The majority of data sources were found to have originated from popular brands like Fitbit and Apple’s HealthKit.
Fowler sent a disclosure notice to the company of the security findings. GetHealth responded and the system was secured rapidly. However, the issue brings to the fore the need for robust cybersecurity protection when it comes to sensitive data.
Looking into the incident for Digital Journal ,Pravin Rasiah, VP of Product, CloudSphere, warns about the vulnerabilities presented by many types of health and fitness devices.
Rasiah begins by assessing the extent of personal data captured by wearable devices: “Companies collecting and storing sensitive customer information must be hypervigilant in protecting all of the data they collect.”
With the specific case, ZDNet finds that over 61 million records were contained in the data repository, including vast quantities of user information, including names, dates of birth, weight, height, gender, and GPS logs, among other datasets.
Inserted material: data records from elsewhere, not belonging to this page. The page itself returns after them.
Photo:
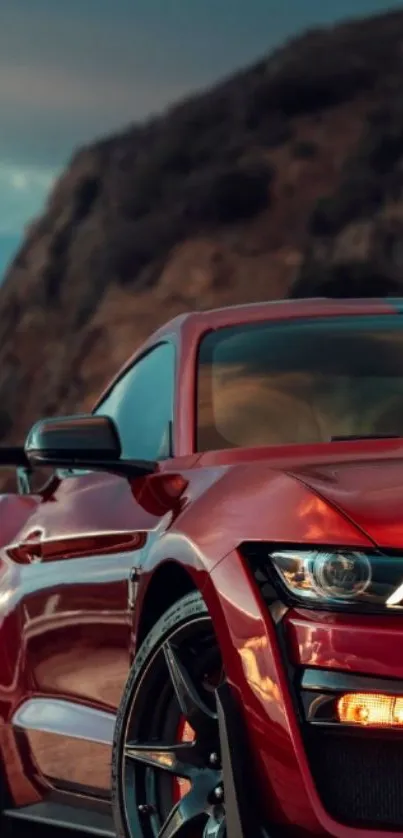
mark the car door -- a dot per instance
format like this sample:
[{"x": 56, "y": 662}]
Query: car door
[{"x": 76, "y": 555}]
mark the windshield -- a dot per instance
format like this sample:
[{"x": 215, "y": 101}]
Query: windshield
[{"x": 305, "y": 381}]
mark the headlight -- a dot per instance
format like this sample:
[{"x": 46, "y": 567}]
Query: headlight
[{"x": 341, "y": 577}]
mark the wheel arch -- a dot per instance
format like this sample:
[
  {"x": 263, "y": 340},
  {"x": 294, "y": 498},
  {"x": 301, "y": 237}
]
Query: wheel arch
[{"x": 169, "y": 582}]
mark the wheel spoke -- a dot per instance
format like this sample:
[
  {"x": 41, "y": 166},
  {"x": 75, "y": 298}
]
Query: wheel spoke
[
  {"x": 197, "y": 713},
  {"x": 179, "y": 760},
  {"x": 183, "y": 818}
]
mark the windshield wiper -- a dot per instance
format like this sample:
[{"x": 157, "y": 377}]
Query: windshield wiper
[{"x": 358, "y": 437}]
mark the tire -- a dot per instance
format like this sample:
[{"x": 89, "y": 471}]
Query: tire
[{"x": 176, "y": 669}]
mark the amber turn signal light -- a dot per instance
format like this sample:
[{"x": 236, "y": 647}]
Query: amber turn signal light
[{"x": 370, "y": 710}]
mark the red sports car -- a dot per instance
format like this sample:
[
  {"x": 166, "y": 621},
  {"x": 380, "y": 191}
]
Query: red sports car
[{"x": 201, "y": 612}]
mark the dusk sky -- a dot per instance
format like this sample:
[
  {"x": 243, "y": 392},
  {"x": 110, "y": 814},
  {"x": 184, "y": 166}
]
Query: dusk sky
[{"x": 71, "y": 72}]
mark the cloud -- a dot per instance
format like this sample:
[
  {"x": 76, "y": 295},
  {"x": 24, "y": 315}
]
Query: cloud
[{"x": 23, "y": 192}]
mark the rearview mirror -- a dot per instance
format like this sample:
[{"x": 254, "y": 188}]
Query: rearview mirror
[{"x": 82, "y": 442}]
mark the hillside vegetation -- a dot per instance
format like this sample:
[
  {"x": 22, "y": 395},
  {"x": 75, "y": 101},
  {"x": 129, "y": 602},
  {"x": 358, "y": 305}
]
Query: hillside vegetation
[{"x": 285, "y": 179}]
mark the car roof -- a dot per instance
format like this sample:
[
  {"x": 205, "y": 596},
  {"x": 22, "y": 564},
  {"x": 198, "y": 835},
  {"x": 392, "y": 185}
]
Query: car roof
[{"x": 203, "y": 319}]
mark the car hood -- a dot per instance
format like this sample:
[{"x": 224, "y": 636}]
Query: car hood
[{"x": 368, "y": 493}]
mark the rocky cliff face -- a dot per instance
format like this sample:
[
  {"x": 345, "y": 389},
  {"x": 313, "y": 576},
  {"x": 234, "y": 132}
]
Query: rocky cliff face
[{"x": 285, "y": 179}]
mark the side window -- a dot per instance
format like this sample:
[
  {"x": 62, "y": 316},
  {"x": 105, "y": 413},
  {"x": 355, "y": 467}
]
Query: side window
[{"x": 142, "y": 405}]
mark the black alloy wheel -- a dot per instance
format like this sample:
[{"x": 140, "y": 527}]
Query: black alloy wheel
[{"x": 167, "y": 775}]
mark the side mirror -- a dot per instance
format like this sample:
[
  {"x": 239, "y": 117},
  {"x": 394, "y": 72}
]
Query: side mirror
[{"x": 82, "y": 442}]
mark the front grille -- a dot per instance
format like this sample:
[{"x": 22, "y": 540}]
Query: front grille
[{"x": 358, "y": 777}]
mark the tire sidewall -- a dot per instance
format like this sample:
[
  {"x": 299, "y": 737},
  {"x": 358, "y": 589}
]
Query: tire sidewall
[{"x": 189, "y": 607}]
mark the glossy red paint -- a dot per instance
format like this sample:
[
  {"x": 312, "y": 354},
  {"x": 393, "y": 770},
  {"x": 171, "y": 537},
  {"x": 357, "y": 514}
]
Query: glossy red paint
[
  {"x": 368, "y": 645},
  {"x": 67, "y": 629}
]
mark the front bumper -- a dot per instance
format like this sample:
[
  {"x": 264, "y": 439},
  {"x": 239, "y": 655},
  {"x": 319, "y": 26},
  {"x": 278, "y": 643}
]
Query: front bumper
[{"x": 311, "y": 779}]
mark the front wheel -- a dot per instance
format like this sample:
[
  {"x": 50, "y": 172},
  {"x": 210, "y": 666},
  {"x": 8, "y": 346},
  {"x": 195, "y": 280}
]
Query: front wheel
[{"x": 166, "y": 766}]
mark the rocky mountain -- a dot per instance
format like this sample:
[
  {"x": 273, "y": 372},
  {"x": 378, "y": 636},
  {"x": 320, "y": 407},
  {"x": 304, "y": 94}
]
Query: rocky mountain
[{"x": 285, "y": 179}]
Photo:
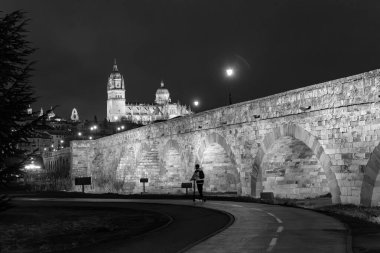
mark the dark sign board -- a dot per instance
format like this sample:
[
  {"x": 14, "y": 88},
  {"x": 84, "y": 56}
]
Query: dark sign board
[
  {"x": 186, "y": 185},
  {"x": 83, "y": 181}
]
This means consumer beware: “Leaving a database exposed without a password or authentication to prevent unauthorized entry is a surefire way to endanger customer information and potentially damage a brand’s reputation.”
Brands need to do more, says Rasiah. He explains: “It is crucial that enterprises have the ability to identify security flaws in a timely manner so that sensitive data such as names, birthdates and GPS logs stay out of the hands of malicious actors.”
Furthermore: “A missing password is often the result of lack of awareness into the constantly changing cloud environment. Without this visibility, it is far too easy for even basic security measures to lapse or be misconfigured.”
In terms of taking proactive steps to address these issues is important. Rasiah recommends: “Companies should invest in automation for cloud governance that enforces security guardrails via policies that can prevent or remediate issues in real-time.”